Most modern smartphones, and even some desktop computers, include features that allow people to authenticate themselves using their face. For example, Apple’s iPhones include a Face ID system that uses facial recognition to identify the owner of the phone and unlock the device without requiring the owner to input a password. People welcome this application of facial recognition because it offers convenience. Furthermore, this application of facial recognition does not raise privacy concerns because the data is kept on the person’s personal device (typically in a heavily encrypted and secured format).
Other applications of facial recognition, however, have been controversial because of their implications for privacy. For example, Facebook uses facial recognition to identify images containing your face and suggest that you be tagged. Although these “tag suggestions” are only shown to your Facebook friends, we can imagine how individuals’ expectations of privacy might be violated if Facebook removed or accidentally disabled this restriction. Or consider the example of Clearview AI: this startup scrapes images of individuals from social media websites without their knowledge or consent, puts the images into a massive facial recognition database, and then sells access to the database to unknown third-parties. Taken to their extreme conclusion, powerful facial recognition systems paired with extensive data enable unprecedented social control, as the world is witnessing in the Xinjiang region of China.
Public-interest technologist Bruce Schneier observes that facial recognition is just one of many identification technologies that currently exist, or are in development. Additional identification technologies include voice recognition, gait recognition (the ability to recognize an individual based on how they walk), and biometric markers that can be read at a distance like fingerprints, iris scans, and even heartbeat patterns. Any one of these technologies, let alone several used in combination, could have profound implications for individual privacy if it was widely deployed, especially if the deploying party already had significant power.

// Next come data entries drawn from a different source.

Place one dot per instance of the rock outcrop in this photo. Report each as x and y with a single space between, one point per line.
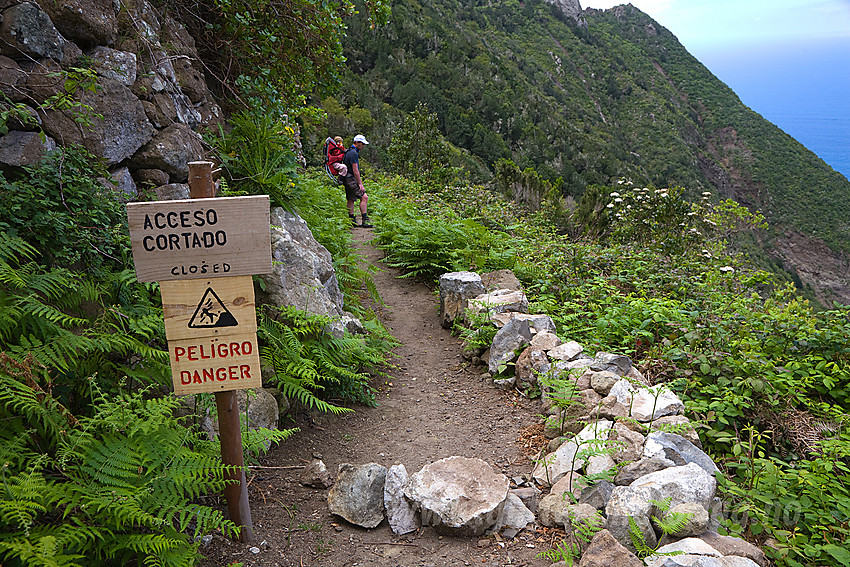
143 107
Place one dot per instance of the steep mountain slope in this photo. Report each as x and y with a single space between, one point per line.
611 95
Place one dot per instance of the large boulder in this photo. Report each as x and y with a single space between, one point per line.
572 455
677 449
303 274
688 483
647 403
117 65
515 515
400 514
458 495
498 301
26 31
24 148
500 279
117 128
605 551
12 79
518 332
85 22
358 495
456 289
170 150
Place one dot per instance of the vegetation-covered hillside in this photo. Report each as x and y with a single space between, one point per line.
619 97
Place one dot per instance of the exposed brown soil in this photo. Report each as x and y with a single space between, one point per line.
434 406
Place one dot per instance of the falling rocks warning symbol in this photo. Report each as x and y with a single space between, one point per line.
211 313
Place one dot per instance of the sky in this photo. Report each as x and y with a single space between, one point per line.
702 25
789 60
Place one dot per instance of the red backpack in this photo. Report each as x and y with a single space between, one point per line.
334 167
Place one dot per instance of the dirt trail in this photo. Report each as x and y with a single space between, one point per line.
433 406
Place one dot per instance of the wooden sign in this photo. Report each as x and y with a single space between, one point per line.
213 307
215 364
200 238
211 327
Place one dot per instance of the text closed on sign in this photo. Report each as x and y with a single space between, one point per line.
200 238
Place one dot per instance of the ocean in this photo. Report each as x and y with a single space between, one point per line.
804 89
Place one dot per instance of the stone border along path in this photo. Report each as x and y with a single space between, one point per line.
469 482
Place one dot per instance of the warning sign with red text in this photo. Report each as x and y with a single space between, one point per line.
215 364
211 327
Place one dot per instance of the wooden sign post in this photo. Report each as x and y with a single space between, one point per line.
203 251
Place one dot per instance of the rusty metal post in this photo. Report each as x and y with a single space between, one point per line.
230 432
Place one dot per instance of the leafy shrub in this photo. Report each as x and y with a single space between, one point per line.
259 157
418 150
62 209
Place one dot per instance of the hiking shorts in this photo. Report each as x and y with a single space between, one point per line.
353 191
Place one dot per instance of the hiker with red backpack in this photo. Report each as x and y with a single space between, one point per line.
354 190
334 152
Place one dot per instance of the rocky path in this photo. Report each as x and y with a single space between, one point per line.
433 406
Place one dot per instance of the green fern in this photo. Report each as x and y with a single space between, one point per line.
670 522
78 325
308 361
675 522
116 487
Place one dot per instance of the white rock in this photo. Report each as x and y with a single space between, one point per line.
567 351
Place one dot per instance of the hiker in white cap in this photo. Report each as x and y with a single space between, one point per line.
354 190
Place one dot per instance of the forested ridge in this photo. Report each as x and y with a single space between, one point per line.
98 464
619 97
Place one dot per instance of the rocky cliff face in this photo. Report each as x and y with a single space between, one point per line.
570 8
150 97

When discussing the concept of individual privacy, there is a tendency to define it in terms of private and public spaces. In private spaces, like within your home or office, you do not expect to be observed or recorded by third-parties. Indeed, if someone were to observe or record you within one of these private spaces they might be violating the law by, e.g., trespassing or wiretapping. In contrast, the law offers little-to-no privacy protection in public spaces like the sidewalk, a park, or a public school. While walking down the street someone may record what you are saying or take your photograph, incidentally or on purpose, and this is generally legal. More importantly, it is utterly banal – we understand that we are constantly being recorded by security cameras and in the background of other peoples’ selfies as we navigate public spaces.
Just because we are being observed and recorded in public spaces, however, does not automatically mean that there is no individual privacy in these contexts. In these examples there is nothing that reveals our identity to third-parties. For example, just because you happen to appear in the background of someones’ photo doesn’t automatically mean they know who you are; rather, you remain an anonymous bystander until the photographer undertakes affirmative effort to link your image to your identity.
Scholars Evan Selinger and Woodrow Hartzog refer to this property as “obscurity”:
“Obscurity is the idea that information is safe—at least to some degree—when it is hard to obtain or understand.”
Obscurity is what typically affords us privacy even when we are in nominally public spaces – the amount of effort it would take to track down a person based on the sound of their voice, an image of their face, the outline of a distinctive tattoo, etc. is so great that it isn’t worth it the vast majority of the time. Indeed, obscurity is exactly what makes investigative work challenging, e.g., when the police have to track down a suspect based on an image from a security camera.
The key problem created by identification technologies like facial recognition is that they erode obscurity. All of a sudden it becomes much easier, even trivial, to map from a recording of an individual to that individual’s identity. This erosion of obscurity fundamentally changes the norms and expectations around public spaces, shifting them away from a presumption of anonymity towards individuation.
The problems created by identification technologies are compounded when we consider how they shift power away from individuals towards powerful institutions. Although the underlying technology (e.g., cheap cameras, source code, database software) to build things like facial recognition systems are widely available, they are necessary but not sufficient to build functioning identification systems. The missing component is massive amounts of data: images, voice and video recordings, biometrics scans, etc. This data is time consuming to compile and costly to store. Further, sensitive data like biometric scans of individuals are typically only available to privileged organizations, like law enforcement, who can compel people to provide this data. In short: the institutions that are capable of building mass identification technologies are the same institutions that already hold significant power in society.